Memórias do Subsolo. Dir. Maciej Rożalski (2014)
This was a physical theatre production based on Dostoyevsky text ‘Notes from Underground’ (‘Memórias do Subsolo’) performed in the Teatro Solar Boa Vista and the Casa do Dimitri in Salvador da Bahia, Brazil.
The company consisted of Maciej himself, the very talented female actor and dancer Daí, who was tall and lithe, and engagingly irreverent. And Inaciao, a gentle and expressive performer from Salvador. I was involved as composer and performer.
Maciej had been looking for musicians. He had a roped in a few people but was trying to get a professional involved. He had asked me a few times and in the end I agreed to come to a rehearsal. I was not really expecting to be interested as I was working on the album with Bira.
However, the rehearsal intrigued me. It was nothing quite like anything I had seen or worked on. The piece was based around some text fragments taken from the fragmented text by Fyodor Dostoyevsky known as Notes from Underground, or Memórias do Subsolo in Portuguese. It is offers an introspective, dystopian, existential vision of being in the world. The actor/dancers moved in ways they had developed in improvisation and also delivered the words. There was an obvious place for music of some kind, but nothing that they had tried had quite worked.
I had at my disposal my soprano saxophone and various percussion instruments. Maciej was thinking of the sound of breathing as a possibility. I went and bought some jazz brushes with which I stroked and hit various drums, and non-drums, to produce different respiration and percussive sounds. I followed the movements and worked around the spoken words. I immediately became aware of importance of avoiding too much ‘Mickey Mousing’ i.e. producing quasi synchronised sound effects. Although I was doing something approaching this at various points, too much could easily have become comic and also then expected for the performance as a whole. I needed to keep the sounds in the conceptual and emotional realm, rather than the literal.
My perception of the drama was of an inner world where ordinary encounters and thoughts were experienced as strange and problematic.
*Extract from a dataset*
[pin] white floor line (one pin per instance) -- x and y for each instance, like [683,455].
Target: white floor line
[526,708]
The sound world I created was intended to give another dimension to the open consideration of these fleeting but difficult moments, which were being indicated in word and movement in the dance space. The breath-like sounds, various knocking and scraping noises, sweet but atonal saxophone tunes, multiple sax harmonics and rolling kalimba patterns produced an in-the-head subjectivity for the performers, and eventually for the audience.
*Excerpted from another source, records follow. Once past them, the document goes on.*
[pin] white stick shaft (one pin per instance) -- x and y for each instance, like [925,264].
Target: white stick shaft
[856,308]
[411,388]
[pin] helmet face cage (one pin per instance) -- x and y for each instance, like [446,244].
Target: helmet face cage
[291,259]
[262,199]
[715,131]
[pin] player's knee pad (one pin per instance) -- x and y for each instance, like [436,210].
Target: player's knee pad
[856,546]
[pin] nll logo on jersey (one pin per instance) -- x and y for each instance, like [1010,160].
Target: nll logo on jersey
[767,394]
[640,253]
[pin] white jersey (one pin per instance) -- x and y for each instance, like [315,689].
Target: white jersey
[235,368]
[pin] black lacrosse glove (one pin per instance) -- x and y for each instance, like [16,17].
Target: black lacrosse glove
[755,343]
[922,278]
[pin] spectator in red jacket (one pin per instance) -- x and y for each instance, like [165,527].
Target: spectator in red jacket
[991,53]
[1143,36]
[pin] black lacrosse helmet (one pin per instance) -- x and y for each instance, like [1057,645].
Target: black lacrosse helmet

The improvisatory aspect was of interest to me as this forms part of my other musical work, too. It meant that I was immediately at home with the approach but also recognised the problems of where to solidify the structure, particularly as the first public performance approached. Maciej struggled with this, wanting to explore new possibilities right up to the wire. The piece, in any case, retained a fluidity and openness even though we were following the script. In performance I think it was confident and immediate, thanks to the improvisatory character combined with many weeks of experimentation.
Maciej was absolutely driven and found it difficult to get the rehearsal time with the whole company that he would have liked. I told him early on that I could not work with him for hours day after day because of other commitments, notably the album I was recording with Bira. One day I did appear at the UFBA dance department for a rehearsal and found the company standing dejectedly in front of the building. The School is closed, they said, because the director’s husband has died. I was surprised that this would mean the closure of a university department, even for the day, until I realised that a kind of wake was taking place in a big hall at the side of the building, with dozens of mourners, a choir and the open coffin. However this did not stop Maciej wanting to work, and after finding a suitable piece of lawn on the campus, and overcoming some shyness it has to be admitted, we practiced there amongst the chattering, texting and smoking students.
The first performance in the indoor amphitheatre-shaped space of Cine-Teatro Solar Boa Vista brought a team of helpers together, many of them theatre professionals. There were last minute panics over props and instruments, but the show came off brilliantly IMHO. Afterwards the audience engaged in discussion with us and seemed to have been drawn into the piece on many different levels. They were kind enough to express their appreciation of my music, too.
I am very appreciative of having been part of this production. Not only was it creatively challenging and rewarding, but the relationships I formed and deepened with the company and supporters were fantastically warm, supportive and enjoyable. The second performance, was in Casa Dimitri, the house/gallery/performance space of a well-to-do French expat, who regaled us with tales of being in art school in London in the 50s. Again there were panics, this time about a transformer needed to make the stage-lights work with the idiosyncratic Brazilian mains. Again the audience were absorbed in the drama and expression of the work.
A few days later I left for Wales, not before celebrating with these great new friends with toasts of ‘to theatre’, ‘to art’ and ‘to music’.